Elaboration: Swinging violently between extremes of political corruption as political stripes alternate power is not my idea of a good ride. There are profitable opportunities for stable balance in the centre. Extremism of all stripes is due for a trip to the penalty box – or better yet a game misconduct – for relentless high-sticking.
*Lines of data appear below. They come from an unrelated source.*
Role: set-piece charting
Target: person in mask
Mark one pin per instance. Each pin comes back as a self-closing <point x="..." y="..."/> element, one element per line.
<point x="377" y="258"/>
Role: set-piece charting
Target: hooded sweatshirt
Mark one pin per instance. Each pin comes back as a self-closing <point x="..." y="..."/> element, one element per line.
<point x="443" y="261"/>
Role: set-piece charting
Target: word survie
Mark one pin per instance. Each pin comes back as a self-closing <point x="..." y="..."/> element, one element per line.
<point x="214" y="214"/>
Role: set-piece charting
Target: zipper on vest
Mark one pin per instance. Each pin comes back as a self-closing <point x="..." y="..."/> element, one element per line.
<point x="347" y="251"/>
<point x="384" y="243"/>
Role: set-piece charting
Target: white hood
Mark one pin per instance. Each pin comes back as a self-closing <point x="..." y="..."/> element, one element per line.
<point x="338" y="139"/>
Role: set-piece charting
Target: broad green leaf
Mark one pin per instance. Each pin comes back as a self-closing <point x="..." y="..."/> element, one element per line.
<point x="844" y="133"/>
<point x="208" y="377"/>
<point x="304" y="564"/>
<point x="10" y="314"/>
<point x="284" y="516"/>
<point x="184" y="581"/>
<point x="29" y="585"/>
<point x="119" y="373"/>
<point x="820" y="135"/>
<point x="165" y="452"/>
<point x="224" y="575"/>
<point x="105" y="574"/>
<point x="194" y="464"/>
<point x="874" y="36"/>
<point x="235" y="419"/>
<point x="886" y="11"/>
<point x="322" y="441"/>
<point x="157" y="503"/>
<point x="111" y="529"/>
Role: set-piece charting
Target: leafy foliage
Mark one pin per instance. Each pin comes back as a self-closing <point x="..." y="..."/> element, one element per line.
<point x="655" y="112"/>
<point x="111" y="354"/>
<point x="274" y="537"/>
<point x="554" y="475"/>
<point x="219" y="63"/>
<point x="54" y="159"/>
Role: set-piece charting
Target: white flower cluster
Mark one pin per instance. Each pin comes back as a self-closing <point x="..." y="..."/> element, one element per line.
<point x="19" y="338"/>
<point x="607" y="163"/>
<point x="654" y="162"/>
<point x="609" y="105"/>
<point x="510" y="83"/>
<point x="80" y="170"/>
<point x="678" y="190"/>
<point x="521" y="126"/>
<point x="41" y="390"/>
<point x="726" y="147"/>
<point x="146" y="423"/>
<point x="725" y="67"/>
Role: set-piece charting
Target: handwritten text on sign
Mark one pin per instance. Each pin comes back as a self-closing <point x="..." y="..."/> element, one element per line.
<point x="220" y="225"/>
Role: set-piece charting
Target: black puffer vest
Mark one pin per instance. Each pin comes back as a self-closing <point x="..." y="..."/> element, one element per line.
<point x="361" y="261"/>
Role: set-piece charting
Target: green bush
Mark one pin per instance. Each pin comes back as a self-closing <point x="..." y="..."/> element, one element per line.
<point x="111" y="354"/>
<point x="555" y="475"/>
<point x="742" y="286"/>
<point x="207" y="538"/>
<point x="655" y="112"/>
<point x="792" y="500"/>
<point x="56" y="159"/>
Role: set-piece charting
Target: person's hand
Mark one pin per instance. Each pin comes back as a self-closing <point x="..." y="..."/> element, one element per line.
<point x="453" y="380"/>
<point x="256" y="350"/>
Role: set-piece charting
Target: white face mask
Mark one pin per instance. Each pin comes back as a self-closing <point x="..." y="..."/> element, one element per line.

“Remember, Briffa is based in England. ”
It isn’t Briffa that I was thinking about in particular. Maybe start with a certain astrophysicist and a Tennessee politician. Completely investigate their personal financial interests in the AGW scam in the glare of the public spotlight. Then lets trace those financial connections to others who might also have some of the same financial interests. Do they have any considerable personal investments that would stand to benefit from any validation of AGW? What are their conflicts of interests? How much have they cost this country in wasted research funding, unnecessary regulations, steps taken to mitigate a non-problem. What about investments by politicians who are the most strident supporters of the agenda? Do they have a material interest in seeing the agenda go forward? Are they enriching themselves at the public expense and using their roles to improve their own personal financial situation?
To date there is not a shred of verifiable evidence that we are experiencing any unusual warming at all. I have seen no verifiable information that there is any planetary climate change caused by human activity.
They have been playing a game of producing papers and hiding the data and methods from view. They rely on a circular citation scheme and the voices of prominent world leaders to gain credibility rather than allowing their conclusions to see the light of day and stand or fall on their own merit. One *has* to be suspicious of anyone who promotes a conclusion but will not allow the process of reaching that conclusion to be revealed. When someone claims that something is so, yet hides the data, one must be skeptical. And then when they claim they lost the data, claim to have lost the descriptions of the data so the original data can not even be re-created but claim to have only a modified version, what is one to think? And here where yet again, data that doesn’t validate the agenda is thrown away, on what grounds can anyone support these conclusions other than by “faith”?
It appears to be a conspiracy on a global scale to milk the treasuries of the Western world of cash to support spending on things that directly benefit those making the claims.
Does Briffa have any personal investments that would benefit from his claims?
P. Wilson:
However, can you imagine any newspaper, including the Guardian, turning down the most sensational story of the century – “Global warming proved false, heads must roll”
Let’s continue to give them ammunition.
People who wish to expend effort at blogs and forums might want to aim at the middle ground, even if the Guardian website is more amusing. The wider the message spreads the more likely it is that more people start to understand. Most people accepted the consensus because they feel guilty, and because they have no reason to question the science.